Rising Agency Reliance Exposes Deep Workforce Gaps and Financial Strain Across the NHS
Temporary staffing is hardly a new feature of the NHS, which has always used agency and bank workers to cover gaps, but the current scale and unpredictability are increasingly concerning. NHS England’s latest accounts show that agency spending fell in 2024/25 after a strong national drive to reduce rates and enforce tighter controls, yet the overall temporary-staff bill remains substantial. The fall in spending is positive, but trusts warn that deep workforce shortages persist, and sudden pressures such as industrial action, seasonal demand or unexpected local gaps can rapidly drive agency costs back up.

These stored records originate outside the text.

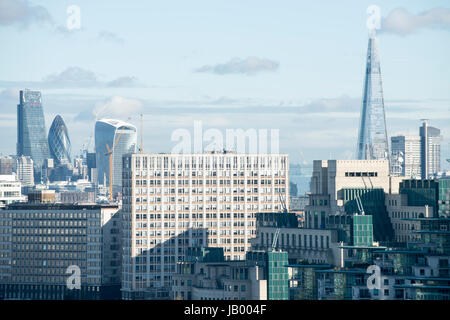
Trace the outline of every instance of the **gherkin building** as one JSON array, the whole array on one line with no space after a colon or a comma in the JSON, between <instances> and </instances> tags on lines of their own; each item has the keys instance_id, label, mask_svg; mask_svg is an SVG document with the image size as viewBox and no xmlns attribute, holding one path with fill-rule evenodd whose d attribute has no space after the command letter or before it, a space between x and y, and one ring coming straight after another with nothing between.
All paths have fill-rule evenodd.
<instances>
[{"instance_id":1,"label":"gherkin building","mask_svg":"<svg viewBox=\"0 0 450 320\"><path fill-rule=\"evenodd\" d=\"M70 139L66 124L60 115L53 119L50 131L48 132L48 145L50 155L55 160L55 164L70 163Z\"/></svg>"}]
</instances>

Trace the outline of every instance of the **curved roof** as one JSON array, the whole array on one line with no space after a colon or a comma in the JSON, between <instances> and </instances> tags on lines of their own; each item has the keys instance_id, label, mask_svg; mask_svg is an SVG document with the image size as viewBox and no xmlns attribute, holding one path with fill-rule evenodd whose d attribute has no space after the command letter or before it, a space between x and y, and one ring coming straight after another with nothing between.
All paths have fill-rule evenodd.
<instances>
[{"instance_id":1,"label":"curved roof","mask_svg":"<svg viewBox=\"0 0 450 320\"><path fill-rule=\"evenodd\" d=\"M97 120L97 122L103 122L103 123L109 124L110 126L113 126L116 129L119 129L120 127L131 127L132 129L136 130L136 127L134 125L132 125L131 123L122 121L122 120L100 119L100 120Z\"/></svg>"}]
</instances>

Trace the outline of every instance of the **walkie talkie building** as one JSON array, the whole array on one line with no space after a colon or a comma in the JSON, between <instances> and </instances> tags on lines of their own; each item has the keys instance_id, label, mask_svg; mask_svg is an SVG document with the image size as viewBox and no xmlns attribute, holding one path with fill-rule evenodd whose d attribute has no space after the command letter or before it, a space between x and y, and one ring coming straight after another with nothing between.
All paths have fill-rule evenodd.
<instances>
[{"instance_id":1,"label":"walkie talkie building","mask_svg":"<svg viewBox=\"0 0 450 320\"><path fill-rule=\"evenodd\" d=\"M357 157L359 160L389 159L378 39L374 31L367 49Z\"/></svg>"},{"instance_id":2,"label":"walkie talkie building","mask_svg":"<svg viewBox=\"0 0 450 320\"><path fill-rule=\"evenodd\" d=\"M101 119L95 123L95 152L98 183L109 185L109 151L112 152L113 191L122 189L122 157L136 152L137 130L130 123ZM108 150L109 149L109 150Z\"/></svg>"}]
</instances>

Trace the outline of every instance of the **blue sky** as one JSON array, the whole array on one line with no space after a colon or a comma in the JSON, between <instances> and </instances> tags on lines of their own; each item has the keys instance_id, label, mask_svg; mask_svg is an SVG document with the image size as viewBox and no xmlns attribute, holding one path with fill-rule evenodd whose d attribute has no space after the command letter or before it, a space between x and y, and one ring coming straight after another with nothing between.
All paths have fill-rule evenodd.
<instances>
[{"instance_id":1,"label":"blue sky","mask_svg":"<svg viewBox=\"0 0 450 320\"><path fill-rule=\"evenodd\" d=\"M299 149L309 163L351 158L372 4L388 134L431 119L450 157L450 5L432 0L0 0L0 153L15 152L17 91L29 87L42 91L47 128L62 115L73 153L102 110L136 125L144 113L149 152L170 151L173 130L202 120L278 128L291 162ZM70 5L79 31L64 30Z\"/></svg>"}]
</instances>

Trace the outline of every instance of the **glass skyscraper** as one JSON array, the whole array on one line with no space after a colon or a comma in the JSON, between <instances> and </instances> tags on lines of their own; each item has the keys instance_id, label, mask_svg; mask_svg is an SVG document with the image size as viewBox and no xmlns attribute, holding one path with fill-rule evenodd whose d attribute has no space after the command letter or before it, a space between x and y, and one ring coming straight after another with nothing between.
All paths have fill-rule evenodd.
<instances>
[{"instance_id":1,"label":"glass skyscraper","mask_svg":"<svg viewBox=\"0 0 450 320\"><path fill-rule=\"evenodd\" d=\"M369 37L366 63L357 157L358 160L389 159L378 39L374 31Z\"/></svg>"},{"instance_id":2,"label":"glass skyscraper","mask_svg":"<svg viewBox=\"0 0 450 320\"><path fill-rule=\"evenodd\" d=\"M44 160L49 157L39 91L20 91L20 103L17 105L17 156L31 157L37 172L41 172Z\"/></svg>"},{"instance_id":3,"label":"glass skyscraper","mask_svg":"<svg viewBox=\"0 0 450 320\"><path fill-rule=\"evenodd\" d=\"M420 127L420 160L422 179L441 171L441 130L424 121Z\"/></svg>"},{"instance_id":4,"label":"glass skyscraper","mask_svg":"<svg viewBox=\"0 0 450 320\"><path fill-rule=\"evenodd\" d=\"M50 155L56 164L70 163L70 139L66 124L60 115L53 119L48 132Z\"/></svg>"},{"instance_id":5,"label":"glass skyscraper","mask_svg":"<svg viewBox=\"0 0 450 320\"><path fill-rule=\"evenodd\" d=\"M113 192L121 191L122 187L122 156L135 153L137 131L132 124L121 120L101 119L95 123L95 152L98 183L109 185L109 156L112 153L112 184ZM107 148L108 146L108 148Z\"/></svg>"}]
</instances>

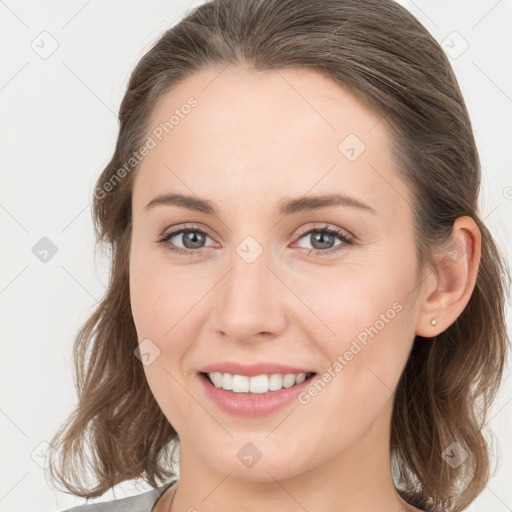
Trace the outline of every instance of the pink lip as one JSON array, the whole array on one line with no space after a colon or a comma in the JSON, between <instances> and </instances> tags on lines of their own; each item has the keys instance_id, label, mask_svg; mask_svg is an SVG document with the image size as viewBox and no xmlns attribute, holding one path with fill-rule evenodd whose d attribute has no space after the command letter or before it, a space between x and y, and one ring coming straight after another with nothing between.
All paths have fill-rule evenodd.
<instances>
[{"instance_id":1,"label":"pink lip","mask_svg":"<svg viewBox=\"0 0 512 512\"><path fill-rule=\"evenodd\" d=\"M231 373L232 375L247 375L247 377L254 377L255 375L271 375L272 373L309 373L313 372L311 369L298 368L296 366L286 366L284 364L276 363L255 363L255 364L240 364L234 361L224 361L222 363L211 363L199 370L203 373L221 372Z\"/></svg>"},{"instance_id":2,"label":"pink lip","mask_svg":"<svg viewBox=\"0 0 512 512\"><path fill-rule=\"evenodd\" d=\"M273 367L275 367L275 365ZM256 373L256 375L258 375L258 373ZM301 391L311 384L313 378L314 376L300 384L295 384L290 388L282 388L279 391L269 391L268 393L235 393L214 386L205 374L199 374L199 379L201 380L207 396L220 409L229 414L249 417L272 414L290 404L297 399Z\"/></svg>"}]
</instances>

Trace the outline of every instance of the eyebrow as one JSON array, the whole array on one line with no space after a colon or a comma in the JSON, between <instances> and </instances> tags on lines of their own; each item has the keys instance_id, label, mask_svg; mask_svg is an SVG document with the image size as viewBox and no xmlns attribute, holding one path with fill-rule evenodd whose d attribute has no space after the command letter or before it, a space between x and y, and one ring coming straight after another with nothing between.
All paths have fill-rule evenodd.
<instances>
[{"instance_id":1,"label":"eyebrow","mask_svg":"<svg viewBox=\"0 0 512 512\"><path fill-rule=\"evenodd\" d=\"M205 213L207 215L218 215L216 205L213 201L184 194L171 193L156 196L146 205L145 210L150 210L158 205L177 206L200 213ZM283 199L276 209L276 214L279 216L288 216L293 215L294 213L320 210L329 206L345 206L358 208L374 214L377 213L374 208L361 202L355 197L350 197L345 194L326 194Z\"/></svg>"}]
</instances>

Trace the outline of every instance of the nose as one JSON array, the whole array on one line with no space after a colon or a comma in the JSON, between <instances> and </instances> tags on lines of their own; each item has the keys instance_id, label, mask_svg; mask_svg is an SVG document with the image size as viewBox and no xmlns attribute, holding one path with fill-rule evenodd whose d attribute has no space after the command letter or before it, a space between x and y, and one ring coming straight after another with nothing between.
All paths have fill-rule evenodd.
<instances>
[{"instance_id":1,"label":"nose","mask_svg":"<svg viewBox=\"0 0 512 512\"><path fill-rule=\"evenodd\" d=\"M215 294L213 328L243 343L278 337L286 328L290 292L263 252L249 262L237 252Z\"/></svg>"}]
</instances>

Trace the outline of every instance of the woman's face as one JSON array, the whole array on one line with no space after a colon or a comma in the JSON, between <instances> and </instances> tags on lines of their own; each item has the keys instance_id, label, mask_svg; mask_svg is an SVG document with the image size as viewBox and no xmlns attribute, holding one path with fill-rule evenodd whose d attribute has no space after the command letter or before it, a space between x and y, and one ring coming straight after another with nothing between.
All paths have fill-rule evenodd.
<instances>
[{"instance_id":1,"label":"woman's face","mask_svg":"<svg viewBox=\"0 0 512 512\"><path fill-rule=\"evenodd\" d=\"M130 298L148 383L181 457L212 473L270 481L371 465L387 454L420 315L411 197L388 134L319 74L221 71L158 104L134 182ZM171 194L189 207L148 207ZM334 195L351 199L315 202ZM225 362L315 375L299 394L240 394L201 373ZM267 370L231 373L243 386Z\"/></svg>"}]
</instances>

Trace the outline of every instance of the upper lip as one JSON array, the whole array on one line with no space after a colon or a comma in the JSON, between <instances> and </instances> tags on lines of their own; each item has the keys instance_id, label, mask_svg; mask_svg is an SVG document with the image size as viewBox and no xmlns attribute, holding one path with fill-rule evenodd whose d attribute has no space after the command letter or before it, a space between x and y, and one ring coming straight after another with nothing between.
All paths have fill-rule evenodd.
<instances>
[{"instance_id":1,"label":"upper lip","mask_svg":"<svg viewBox=\"0 0 512 512\"><path fill-rule=\"evenodd\" d=\"M255 375L271 375L273 373L314 373L307 368L299 368L296 366L288 366L284 364L260 362L253 364L241 364L235 361L223 361L220 363L211 363L203 366L200 370L203 373L221 372L230 373L231 375L247 375L254 377Z\"/></svg>"}]
</instances>

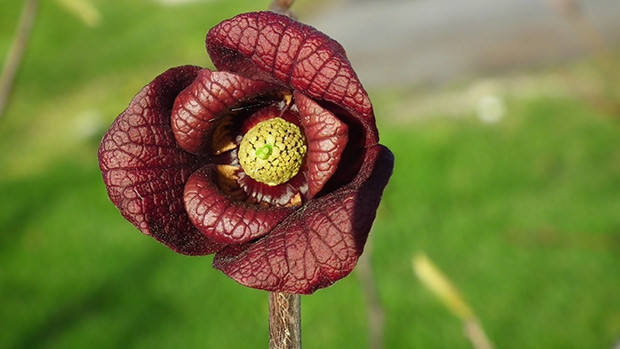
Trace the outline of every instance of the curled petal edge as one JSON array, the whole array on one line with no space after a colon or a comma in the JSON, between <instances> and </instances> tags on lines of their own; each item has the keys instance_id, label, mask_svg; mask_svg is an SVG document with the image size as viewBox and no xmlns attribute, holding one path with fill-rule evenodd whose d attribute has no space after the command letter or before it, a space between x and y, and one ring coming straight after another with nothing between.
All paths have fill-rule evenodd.
<instances>
[{"instance_id":1,"label":"curled petal edge","mask_svg":"<svg viewBox=\"0 0 620 349\"><path fill-rule=\"evenodd\" d=\"M222 245L189 220L183 188L198 159L176 145L170 127L174 98L200 67L167 70L145 86L119 115L98 149L108 196L140 231L186 255L207 255Z\"/></svg>"},{"instance_id":2,"label":"curled petal edge","mask_svg":"<svg viewBox=\"0 0 620 349\"><path fill-rule=\"evenodd\" d=\"M172 130L177 143L190 153L199 153L223 112L253 97L279 90L282 87L265 81L225 71L201 70L192 84L179 93L172 109Z\"/></svg>"},{"instance_id":3,"label":"curled petal edge","mask_svg":"<svg viewBox=\"0 0 620 349\"><path fill-rule=\"evenodd\" d=\"M216 186L216 165L194 172L185 185L185 207L194 225L215 241L239 244L269 233L293 208L236 201Z\"/></svg>"},{"instance_id":4,"label":"curled petal edge","mask_svg":"<svg viewBox=\"0 0 620 349\"><path fill-rule=\"evenodd\" d=\"M349 128L311 98L297 91L293 96L308 142L308 195L314 197L336 172L349 140Z\"/></svg>"}]
</instances>

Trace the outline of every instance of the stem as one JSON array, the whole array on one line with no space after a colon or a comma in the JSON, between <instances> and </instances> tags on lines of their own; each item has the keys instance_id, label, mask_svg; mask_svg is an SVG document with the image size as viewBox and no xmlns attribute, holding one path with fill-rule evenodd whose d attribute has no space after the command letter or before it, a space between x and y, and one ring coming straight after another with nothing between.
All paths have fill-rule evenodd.
<instances>
[{"instance_id":1,"label":"stem","mask_svg":"<svg viewBox=\"0 0 620 349\"><path fill-rule=\"evenodd\" d=\"M273 0L273 2L271 2L271 5L269 5L269 11L295 18L293 12L290 10L291 6L293 5L293 1L294 0Z\"/></svg>"},{"instance_id":2,"label":"stem","mask_svg":"<svg viewBox=\"0 0 620 349\"><path fill-rule=\"evenodd\" d=\"M26 47L28 47L28 39L30 38L30 32L32 31L38 5L38 0L27 0L24 2L22 14L17 23L15 38L6 56L4 67L2 67L2 74L0 74L0 120L8 105L17 71L22 62Z\"/></svg>"},{"instance_id":3,"label":"stem","mask_svg":"<svg viewBox=\"0 0 620 349\"><path fill-rule=\"evenodd\" d=\"M475 349L493 349L493 344L487 337L482 325L475 317L464 321L465 335Z\"/></svg>"},{"instance_id":4,"label":"stem","mask_svg":"<svg viewBox=\"0 0 620 349\"><path fill-rule=\"evenodd\" d=\"M368 348L383 348L383 332L385 327L385 311L377 290L377 283L372 271L370 256L371 241L366 242L366 249L357 261L357 273L362 284L362 293L366 301L368 318Z\"/></svg>"},{"instance_id":5,"label":"stem","mask_svg":"<svg viewBox=\"0 0 620 349\"><path fill-rule=\"evenodd\" d=\"M269 349L301 349L301 297L269 292Z\"/></svg>"},{"instance_id":6,"label":"stem","mask_svg":"<svg viewBox=\"0 0 620 349\"><path fill-rule=\"evenodd\" d=\"M294 0L273 0L269 11L295 18ZM301 349L301 296L269 292L269 349Z\"/></svg>"}]
</instances>

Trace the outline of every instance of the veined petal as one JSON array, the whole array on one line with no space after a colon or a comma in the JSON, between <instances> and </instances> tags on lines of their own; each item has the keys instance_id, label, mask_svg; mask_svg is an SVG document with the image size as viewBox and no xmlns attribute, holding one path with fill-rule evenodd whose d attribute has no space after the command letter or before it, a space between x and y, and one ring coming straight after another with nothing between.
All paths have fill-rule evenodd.
<instances>
[{"instance_id":1,"label":"veined petal","mask_svg":"<svg viewBox=\"0 0 620 349\"><path fill-rule=\"evenodd\" d=\"M378 142L372 104L342 46L315 28L273 12L240 14L206 38L213 64L250 78L276 81L347 110Z\"/></svg>"},{"instance_id":2,"label":"veined petal","mask_svg":"<svg viewBox=\"0 0 620 349\"><path fill-rule=\"evenodd\" d=\"M293 212L287 207L246 204L224 194L216 184L216 165L194 172L185 186L185 206L198 229L215 241L247 242L269 233Z\"/></svg>"},{"instance_id":3,"label":"veined petal","mask_svg":"<svg viewBox=\"0 0 620 349\"><path fill-rule=\"evenodd\" d=\"M251 80L223 71L203 69L194 82L179 93L172 109L172 129L178 144L199 153L207 135L218 125L222 112L253 97L282 90L265 81Z\"/></svg>"},{"instance_id":4,"label":"veined petal","mask_svg":"<svg viewBox=\"0 0 620 349\"><path fill-rule=\"evenodd\" d=\"M144 234L189 255L221 248L185 212L183 188L199 164L176 145L170 127L174 98L200 69L172 68L145 86L110 126L98 151L108 195L121 214Z\"/></svg>"},{"instance_id":5,"label":"veined petal","mask_svg":"<svg viewBox=\"0 0 620 349\"><path fill-rule=\"evenodd\" d=\"M387 148L369 148L349 185L311 200L264 238L222 249L213 266L269 291L309 294L331 285L355 267L393 165Z\"/></svg>"},{"instance_id":6,"label":"veined petal","mask_svg":"<svg viewBox=\"0 0 620 349\"><path fill-rule=\"evenodd\" d=\"M338 169L349 140L348 127L302 93L295 91L293 96L308 144L308 196L314 197Z\"/></svg>"}]
</instances>

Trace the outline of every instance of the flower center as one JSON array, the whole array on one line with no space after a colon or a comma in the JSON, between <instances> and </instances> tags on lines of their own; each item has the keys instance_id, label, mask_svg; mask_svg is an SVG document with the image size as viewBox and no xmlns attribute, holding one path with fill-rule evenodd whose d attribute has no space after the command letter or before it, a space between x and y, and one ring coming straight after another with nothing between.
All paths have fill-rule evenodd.
<instances>
[{"instance_id":1,"label":"flower center","mask_svg":"<svg viewBox=\"0 0 620 349\"><path fill-rule=\"evenodd\" d=\"M239 145L239 162L252 179L270 186L293 178L306 155L304 135L282 118L259 122Z\"/></svg>"}]
</instances>

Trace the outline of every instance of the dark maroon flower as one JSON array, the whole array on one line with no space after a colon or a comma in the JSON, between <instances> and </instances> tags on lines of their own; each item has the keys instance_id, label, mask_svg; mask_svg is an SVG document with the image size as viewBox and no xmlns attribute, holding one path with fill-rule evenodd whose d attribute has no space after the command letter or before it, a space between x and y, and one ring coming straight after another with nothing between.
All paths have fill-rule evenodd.
<instances>
[{"instance_id":1,"label":"dark maroon flower","mask_svg":"<svg viewBox=\"0 0 620 349\"><path fill-rule=\"evenodd\" d=\"M393 156L343 48L271 12L206 39L218 71L172 68L107 131L112 202L147 235L269 291L312 293L362 253Z\"/></svg>"}]
</instances>

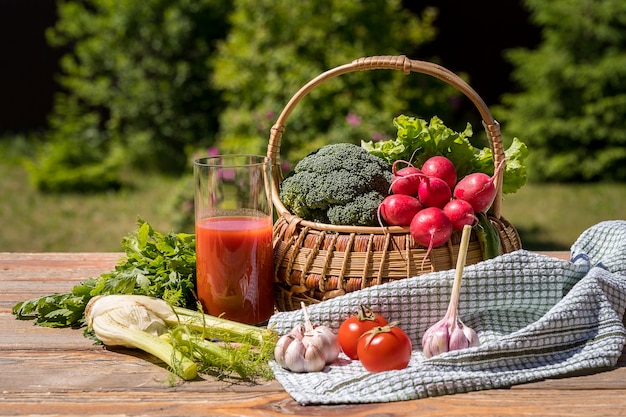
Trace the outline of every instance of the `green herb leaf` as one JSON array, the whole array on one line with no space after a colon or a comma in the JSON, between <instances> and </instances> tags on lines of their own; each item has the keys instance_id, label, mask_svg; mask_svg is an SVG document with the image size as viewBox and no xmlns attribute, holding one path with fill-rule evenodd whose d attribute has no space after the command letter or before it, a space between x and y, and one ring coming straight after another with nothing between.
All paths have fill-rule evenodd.
<instances>
[{"instance_id":1,"label":"green herb leaf","mask_svg":"<svg viewBox=\"0 0 626 417\"><path fill-rule=\"evenodd\" d=\"M389 164L403 160L420 167L428 158L443 155L452 161L459 178L472 172L493 175L493 153L489 148L476 148L471 144L469 138L472 137L473 130L469 123L462 132L446 127L437 116L426 122L416 117L400 115L393 120L393 124L398 131L396 139L362 141L361 146ZM528 149L519 139L514 138L511 146L505 150L505 156L507 164L502 191L508 194L516 192L526 183L525 162Z\"/></svg>"},{"instance_id":2,"label":"green herb leaf","mask_svg":"<svg viewBox=\"0 0 626 417\"><path fill-rule=\"evenodd\" d=\"M511 146L504 151L504 156L506 157L506 169L502 192L511 194L519 190L528 180L528 172L526 171L528 147L518 138L513 138Z\"/></svg>"},{"instance_id":3,"label":"green herb leaf","mask_svg":"<svg viewBox=\"0 0 626 417\"><path fill-rule=\"evenodd\" d=\"M126 257L113 271L90 278L71 292L17 303L13 314L40 326L80 327L89 300L96 295L139 294L166 299L175 306L195 308L195 235L155 231L138 219L137 231L122 239Z\"/></svg>"}]
</instances>

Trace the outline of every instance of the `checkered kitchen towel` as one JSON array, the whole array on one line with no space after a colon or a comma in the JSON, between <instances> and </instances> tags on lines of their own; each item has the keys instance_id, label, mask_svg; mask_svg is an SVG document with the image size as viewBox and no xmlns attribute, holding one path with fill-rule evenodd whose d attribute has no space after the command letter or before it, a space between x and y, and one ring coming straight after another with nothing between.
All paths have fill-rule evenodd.
<instances>
[{"instance_id":1,"label":"checkered kitchen towel","mask_svg":"<svg viewBox=\"0 0 626 417\"><path fill-rule=\"evenodd\" d=\"M278 381L301 404L400 401L502 388L614 367L626 342L626 221L585 231L571 261L524 250L465 268L459 312L478 332L478 347L425 359L421 337L443 318L454 271L366 288L308 308L313 323L336 330L369 305L399 321L413 341L409 366L367 372L343 354L323 372L297 374L272 363ZM300 311L270 319L280 333Z\"/></svg>"}]
</instances>

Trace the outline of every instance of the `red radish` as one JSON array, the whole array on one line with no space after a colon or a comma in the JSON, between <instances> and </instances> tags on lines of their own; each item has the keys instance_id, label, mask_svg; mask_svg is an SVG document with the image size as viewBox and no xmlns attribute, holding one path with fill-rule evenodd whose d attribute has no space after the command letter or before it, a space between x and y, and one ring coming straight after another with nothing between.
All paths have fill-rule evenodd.
<instances>
[{"instance_id":1,"label":"red radish","mask_svg":"<svg viewBox=\"0 0 626 417\"><path fill-rule=\"evenodd\" d=\"M486 212L496 197L494 181L503 166L504 161L500 162L493 177L482 172L465 176L454 188L454 197L470 203L475 213Z\"/></svg>"},{"instance_id":2,"label":"red radish","mask_svg":"<svg viewBox=\"0 0 626 417\"><path fill-rule=\"evenodd\" d=\"M450 189L456 184L456 168L445 156L430 157L422 165L422 172L429 177L441 178Z\"/></svg>"},{"instance_id":3,"label":"red radish","mask_svg":"<svg viewBox=\"0 0 626 417\"><path fill-rule=\"evenodd\" d=\"M422 209L420 201L404 194L391 194L378 206L378 214L390 226L408 226L418 211Z\"/></svg>"},{"instance_id":4,"label":"red radish","mask_svg":"<svg viewBox=\"0 0 626 417\"><path fill-rule=\"evenodd\" d=\"M408 166L398 171L394 169L394 177L391 181L391 192L394 194L417 195L422 172L414 166Z\"/></svg>"},{"instance_id":5,"label":"red radish","mask_svg":"<svg viewBox=\"0 0 626 417\"><path fill-rule=\"evenodd\" d=\"M413 217L409 231L417 243L428 246L426 256L422 260L422 268L424 268L424 262L430 251L446 243L452 236L452 222L440 208L428 207L420 210Z\"/></svg>"},{"instance_id":6,"label":"red radish","mask_svg":"<svg viewBox=\"0 0 626 417\"><path fill-rule=\"evenodd\" d=\"M417 196L424 207L443 208L452 198L452 190L441 178L422 175Z\"/></svg>"},{"instance_id":7,"label":"red radish","mask_svg":"<svg viewBox=\"0 0 626 417\"><path fill-rule=\"evenodd\" d=\"M452 222L454 230L463 230L463 226L471 226L478 220L472 205L465 200L450 200L444 206L443 212Z\"/></svg>"}]
</instances>

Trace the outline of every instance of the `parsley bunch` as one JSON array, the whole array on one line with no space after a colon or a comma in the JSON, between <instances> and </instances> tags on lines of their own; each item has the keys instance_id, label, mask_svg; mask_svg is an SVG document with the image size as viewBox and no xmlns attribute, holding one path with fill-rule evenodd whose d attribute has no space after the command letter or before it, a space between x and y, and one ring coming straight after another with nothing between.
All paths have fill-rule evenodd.
<instances>
[{"instance_id":1,"label":"parsley bunch","mask_svg":"<svg viewBox=\"0 0 626 417\"><path fill-rule=\"evenodd\" d=\"M13 314L40 326L81 327L89 300L110 294L148 295L173 306L197 307L195 235L162 234L138 219L138 229L122 239L122 247L126 256L113 271L89 278L67 293L19 302Z\"/></svg>"}]
</instances>

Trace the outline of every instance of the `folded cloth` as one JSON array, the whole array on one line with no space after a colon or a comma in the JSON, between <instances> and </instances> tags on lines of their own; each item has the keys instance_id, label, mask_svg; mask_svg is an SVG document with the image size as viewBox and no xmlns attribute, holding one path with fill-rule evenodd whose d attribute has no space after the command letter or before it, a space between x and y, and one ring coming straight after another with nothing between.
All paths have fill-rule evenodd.
<instances>
[{"instance_id":1,"label":"folded cloth","mask_svg":"<svg viewBox=\"0 0 626 417\"><path fill-rule=\"evenodd\" d=\"M503 388L616 366L626 343L626 221L585 231L571 260L525 250L467 266L459 314L480 346L426 359L421 338L448 307L454 270L369 287L307 307L314 324L335 331L366 304L398 321L413 343L407 368L370 373L343 354L322 372L293 373L272 362L298 403L410 400ZM274 314L279 334L302 323L301 311Z\"/></svg>"}]
</instances>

Vacancies continue to persist in nursing, emergency medicine and other frontline roles, as recruitment pipelines have not kept pace with retirements and ongoing attrition. Short-term pressures such as strikes, sudden demand surges and urgent requirements for specialist skills push trusts to rely on agency shifts to keep services safe. Pay dynamics also play a role, as high agency rates and the premiums agencies can charge often make agency work more appealing than bank shifts, making it harder for trusts to stabilise their permanent workforce.
Money directed towards agency staffing diverts funding from permanent recruitment, training, community provision and essential maintenance. Several trusts have already cautioned that they may reduce services or pursue further efficiencies to meet financial targets, a short-term response that could undermine capacity in the years ahead. Patient continuity also suffers when care is delivered by rotating agency staff rather than stable teams, and substantive staff report increased pressure and burnout when rota gaps persist.
Policy responses are in motion. NHS England has published clearer rules on agency use, price caps and planning guidance that ask trusts to cut agency bills (short-term reduction targets of around 30 per cent were set for 2024/25 and remain a system priority) while expanding bank capacity and substantive recruitment.
Stabilising the Workforce: Why Lasting Solutions Must Replace Short-Term Agency Dependence
Local leaders face stark choices as they try to sustain services without weakening core capacity. The priorities are well known yet increasingly urgent. Boards need transparent, specialty-level data on agency spending so they can identify the areas with the greatest dependency. Retention must be strengthened through flexible roles, development opportunities and genuine support for staff wellbeing. Bank work should offer clear financial advantages, and procurement teams must apply tighter controls to prevent agency rates rising. At a national level, expanding training places, maintaining international recruitment pipelines and funding a credible long-term retention plan remain essential to stabilise the workforce.
In the end, agency staff will remain part of the toolkit. However, treating agency as the solution rather than the symptom risks a cycle in which short-term cover becomes the long-term cost driver. If the NHS wants to steady services and safeguard patient care, it must confront the underlying problems of persistent vacancies, declining morale and an inadequate workforce pipeline rather than focusing only on the costly consequences of leaving these issues unresolved.